Unit 3: Gravity Study Guide

Unit 3: Gravity Study Guide

Gravitational Force, Attraction, and Mass

• Gravitational Force: The attractive force between two objects with mass. This force depends on the masses of the objects and the distance between them.

• Weight: The force exerted by gravity on an object, calculated by the equation \( \text{Weight} = \text{mass} \times \text{acceleration due to gravity} \) (W = mg).

• Mass: The amount of matter in an object, which does not change regardless of location. Mass is measured in kilograms (kg).

• Gravitational Attraction: The pull that a massive object exerts on another object due to its mass.

• How are mass and weight different? Mass is a measure of the amount of substance in an object and is constant, while weight is the gravitational force acting on that mass, which can vary with location (e.g., from Earth to Mars).

• Would the force of gravity be the same or different on a compact car and a large tractor trailer? The force of gravity depends on the mass of the objects. Therefore, the gravitational force would be different due to the different masses of the two vehicles.

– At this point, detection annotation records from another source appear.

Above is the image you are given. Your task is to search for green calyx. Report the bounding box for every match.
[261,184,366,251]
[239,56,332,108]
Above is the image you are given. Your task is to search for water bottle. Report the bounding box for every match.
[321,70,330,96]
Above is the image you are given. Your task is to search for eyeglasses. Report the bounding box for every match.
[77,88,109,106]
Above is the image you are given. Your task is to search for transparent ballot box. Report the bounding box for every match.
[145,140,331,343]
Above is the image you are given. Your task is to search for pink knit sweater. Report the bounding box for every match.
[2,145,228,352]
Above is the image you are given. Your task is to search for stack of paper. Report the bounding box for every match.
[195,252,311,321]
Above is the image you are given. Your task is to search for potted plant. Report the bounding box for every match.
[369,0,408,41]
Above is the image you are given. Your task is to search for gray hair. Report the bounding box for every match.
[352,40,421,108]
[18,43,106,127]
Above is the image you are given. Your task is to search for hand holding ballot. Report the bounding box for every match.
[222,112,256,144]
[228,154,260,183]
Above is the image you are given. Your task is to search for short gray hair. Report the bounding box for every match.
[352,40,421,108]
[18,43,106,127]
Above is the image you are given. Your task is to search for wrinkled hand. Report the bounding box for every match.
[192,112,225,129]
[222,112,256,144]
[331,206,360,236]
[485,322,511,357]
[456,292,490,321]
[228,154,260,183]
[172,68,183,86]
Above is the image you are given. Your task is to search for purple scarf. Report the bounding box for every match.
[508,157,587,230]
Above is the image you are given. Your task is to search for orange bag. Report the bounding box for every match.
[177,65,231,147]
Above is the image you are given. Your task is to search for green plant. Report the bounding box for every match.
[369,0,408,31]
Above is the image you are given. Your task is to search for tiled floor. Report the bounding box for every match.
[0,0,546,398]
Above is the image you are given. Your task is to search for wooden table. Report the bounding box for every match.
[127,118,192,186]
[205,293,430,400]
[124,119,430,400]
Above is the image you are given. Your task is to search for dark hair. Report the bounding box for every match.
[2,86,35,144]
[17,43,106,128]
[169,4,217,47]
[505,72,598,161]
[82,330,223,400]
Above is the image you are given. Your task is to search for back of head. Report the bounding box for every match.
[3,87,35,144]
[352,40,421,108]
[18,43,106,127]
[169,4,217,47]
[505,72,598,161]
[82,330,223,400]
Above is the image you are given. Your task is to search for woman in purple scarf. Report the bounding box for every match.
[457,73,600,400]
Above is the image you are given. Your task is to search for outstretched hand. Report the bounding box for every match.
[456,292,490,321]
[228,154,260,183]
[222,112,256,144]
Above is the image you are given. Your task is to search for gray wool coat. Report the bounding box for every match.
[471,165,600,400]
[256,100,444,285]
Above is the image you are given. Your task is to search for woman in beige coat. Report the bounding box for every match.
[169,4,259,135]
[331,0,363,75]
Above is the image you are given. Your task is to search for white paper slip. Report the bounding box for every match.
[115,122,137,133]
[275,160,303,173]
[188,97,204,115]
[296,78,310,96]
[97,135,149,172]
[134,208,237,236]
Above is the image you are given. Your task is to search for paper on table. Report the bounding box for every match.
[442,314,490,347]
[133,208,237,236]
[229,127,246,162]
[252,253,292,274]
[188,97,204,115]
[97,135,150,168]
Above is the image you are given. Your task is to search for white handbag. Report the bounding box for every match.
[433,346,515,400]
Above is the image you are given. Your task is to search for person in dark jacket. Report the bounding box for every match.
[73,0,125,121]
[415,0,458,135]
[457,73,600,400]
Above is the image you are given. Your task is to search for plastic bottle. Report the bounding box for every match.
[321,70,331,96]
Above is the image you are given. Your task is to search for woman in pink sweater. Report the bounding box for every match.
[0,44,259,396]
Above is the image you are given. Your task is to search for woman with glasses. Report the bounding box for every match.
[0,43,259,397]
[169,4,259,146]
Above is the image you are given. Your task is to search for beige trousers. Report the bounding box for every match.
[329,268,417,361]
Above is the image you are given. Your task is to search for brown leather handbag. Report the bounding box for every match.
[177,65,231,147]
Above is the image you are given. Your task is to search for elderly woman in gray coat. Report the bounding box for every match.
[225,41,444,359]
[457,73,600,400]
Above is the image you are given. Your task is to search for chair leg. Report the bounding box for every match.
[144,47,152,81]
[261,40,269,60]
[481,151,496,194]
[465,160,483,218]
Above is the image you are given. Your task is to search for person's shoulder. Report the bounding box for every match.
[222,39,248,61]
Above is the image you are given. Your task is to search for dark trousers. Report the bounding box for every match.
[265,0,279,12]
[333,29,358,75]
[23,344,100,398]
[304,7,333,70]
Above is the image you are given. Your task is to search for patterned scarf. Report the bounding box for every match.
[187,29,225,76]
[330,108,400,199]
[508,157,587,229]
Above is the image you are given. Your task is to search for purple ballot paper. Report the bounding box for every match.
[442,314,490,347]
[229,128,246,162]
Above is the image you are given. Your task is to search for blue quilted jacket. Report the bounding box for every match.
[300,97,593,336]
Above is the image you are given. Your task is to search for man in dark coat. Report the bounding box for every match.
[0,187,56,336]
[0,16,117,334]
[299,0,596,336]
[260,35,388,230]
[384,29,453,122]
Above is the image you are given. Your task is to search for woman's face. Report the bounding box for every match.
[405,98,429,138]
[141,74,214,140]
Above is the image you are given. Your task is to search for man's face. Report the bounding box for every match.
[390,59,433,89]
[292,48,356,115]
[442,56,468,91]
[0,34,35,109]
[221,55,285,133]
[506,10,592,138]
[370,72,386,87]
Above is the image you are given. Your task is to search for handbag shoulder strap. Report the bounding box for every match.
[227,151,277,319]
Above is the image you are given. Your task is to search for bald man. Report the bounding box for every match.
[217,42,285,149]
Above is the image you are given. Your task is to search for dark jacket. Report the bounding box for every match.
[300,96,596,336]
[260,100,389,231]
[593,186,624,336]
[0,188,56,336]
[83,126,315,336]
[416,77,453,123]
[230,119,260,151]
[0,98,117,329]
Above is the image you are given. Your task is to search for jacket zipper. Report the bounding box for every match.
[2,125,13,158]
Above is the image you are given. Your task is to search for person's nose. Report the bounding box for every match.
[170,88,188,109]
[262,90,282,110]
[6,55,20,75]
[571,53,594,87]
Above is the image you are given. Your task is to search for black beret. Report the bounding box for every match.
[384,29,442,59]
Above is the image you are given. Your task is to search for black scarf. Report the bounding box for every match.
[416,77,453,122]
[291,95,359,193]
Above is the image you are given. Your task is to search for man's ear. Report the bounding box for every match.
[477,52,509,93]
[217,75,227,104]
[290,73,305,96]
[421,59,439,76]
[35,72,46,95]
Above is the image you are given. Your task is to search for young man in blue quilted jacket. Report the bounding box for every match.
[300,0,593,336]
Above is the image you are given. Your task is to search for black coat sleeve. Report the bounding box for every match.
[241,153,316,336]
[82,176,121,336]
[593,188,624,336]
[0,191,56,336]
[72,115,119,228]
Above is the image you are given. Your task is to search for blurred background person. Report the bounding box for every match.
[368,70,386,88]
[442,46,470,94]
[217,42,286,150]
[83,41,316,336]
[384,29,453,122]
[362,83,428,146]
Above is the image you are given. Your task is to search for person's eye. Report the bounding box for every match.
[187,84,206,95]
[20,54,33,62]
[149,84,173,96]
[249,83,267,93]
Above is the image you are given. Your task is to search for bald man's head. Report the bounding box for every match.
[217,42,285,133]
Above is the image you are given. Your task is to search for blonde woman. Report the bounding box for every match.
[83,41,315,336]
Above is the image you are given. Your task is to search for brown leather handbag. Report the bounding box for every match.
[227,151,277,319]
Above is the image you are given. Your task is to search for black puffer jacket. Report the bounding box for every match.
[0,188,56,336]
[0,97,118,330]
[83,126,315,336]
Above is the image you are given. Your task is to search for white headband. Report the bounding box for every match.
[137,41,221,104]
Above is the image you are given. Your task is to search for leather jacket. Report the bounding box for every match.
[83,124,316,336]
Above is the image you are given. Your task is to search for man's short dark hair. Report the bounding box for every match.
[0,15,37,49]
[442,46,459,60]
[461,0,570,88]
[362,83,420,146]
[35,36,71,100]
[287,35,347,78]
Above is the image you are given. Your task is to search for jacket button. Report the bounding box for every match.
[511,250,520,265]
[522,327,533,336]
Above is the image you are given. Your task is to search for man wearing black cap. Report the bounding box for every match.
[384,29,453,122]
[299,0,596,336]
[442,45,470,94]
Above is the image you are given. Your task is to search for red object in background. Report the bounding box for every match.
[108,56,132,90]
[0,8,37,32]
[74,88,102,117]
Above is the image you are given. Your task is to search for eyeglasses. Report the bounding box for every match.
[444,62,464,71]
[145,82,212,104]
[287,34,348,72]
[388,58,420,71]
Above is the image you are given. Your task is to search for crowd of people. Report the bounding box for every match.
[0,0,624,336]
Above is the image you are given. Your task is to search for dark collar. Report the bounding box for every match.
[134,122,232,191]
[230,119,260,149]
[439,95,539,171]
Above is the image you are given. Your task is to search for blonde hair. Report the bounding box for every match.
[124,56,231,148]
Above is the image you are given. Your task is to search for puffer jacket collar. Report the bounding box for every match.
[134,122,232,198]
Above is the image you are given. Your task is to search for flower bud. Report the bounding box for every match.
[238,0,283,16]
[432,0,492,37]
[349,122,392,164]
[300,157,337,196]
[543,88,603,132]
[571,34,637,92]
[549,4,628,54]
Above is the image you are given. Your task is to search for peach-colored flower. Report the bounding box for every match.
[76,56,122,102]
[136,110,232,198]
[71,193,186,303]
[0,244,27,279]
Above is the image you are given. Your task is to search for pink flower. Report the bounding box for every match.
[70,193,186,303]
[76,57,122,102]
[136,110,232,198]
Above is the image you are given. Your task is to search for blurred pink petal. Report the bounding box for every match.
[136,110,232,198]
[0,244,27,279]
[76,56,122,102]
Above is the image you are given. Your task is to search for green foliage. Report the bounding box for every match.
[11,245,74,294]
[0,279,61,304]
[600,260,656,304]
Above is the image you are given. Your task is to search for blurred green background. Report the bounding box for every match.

• Would a person’s weight be the same or different on Mars as it is on Earth? What about his/her mass? A person's weight would be different on Mars due to the lower gravitational force, but their mass would remain the same.

• Which object would feel heavier on Earth: a single apple or a bag of apples? A bag of apples would feel heavier because it has a greater mass.

• Why is gravitational attraction less on the moon than it is on Earth? Gravitational attraction is less on the Moon because it has a smaller mass and a smaller radius compared to Earth, leading to a weaker gravitational pull.

Investigating Gravity

• Acceleration: The rate of change of velocity of an object, measured in meters per second squared (m/s²).

• Gravity: The force that attracts two bodies toward each other, particularly the attraction of the Earth for objects near its surface.

• You drop balls of varying mass (foam ball, soccer ball, bowling ball) from the same height on Earth. Will they reach the Earth at the same time? Yes, they will reach the Earth at the same time in the absence of air resistance.

• What does this tell us about the force of gravity on objects with different masses? It indicates that the acceleration due to gravity is the same for all objects regardless of their mass.

• The acceleration due to gravity is the (same/different) for objects with different masses. (same)

Analyzing Gravitational Data

• Air resistance: The force that opposes the motion of an object as it moves through air.

• Air resistance acts opposite of what force? Air resistance acts opposite to the direction of gravity.

• If you drop a feather and a bowling ball from the same height, would they reach the ground at the same time (assuming there is no air resistance)? Yes, they would reach the ground at the same time without air resistance.

• Why do a feather and a bowling ball not hit the ground at the same time when dropped from the same height? The feather experiences significantly more air resistance relative to its weight than the bowling ball does, causing it to fall slower.

Gravity and Air Resistance

• Terminal velocity: The constant speed that a freely falling object eventually reaches when the resistance of the medium prevents further acceleration.

• What term means that the force of air resistance equals the force of gravity? Terminal velocity.

• A skydiver is falling to Earth and opens his parachute. Explain how the force of air resistance changes from the moment the parachute opens. When the parachute opens, the surface area increases significantly, causing a considerable increase in air resistance. This force quickly exceeds the force of gravity, resulting in a decrease in the skydiver's acceleration and eventually leading to a slower, steady descent (terminal velocity).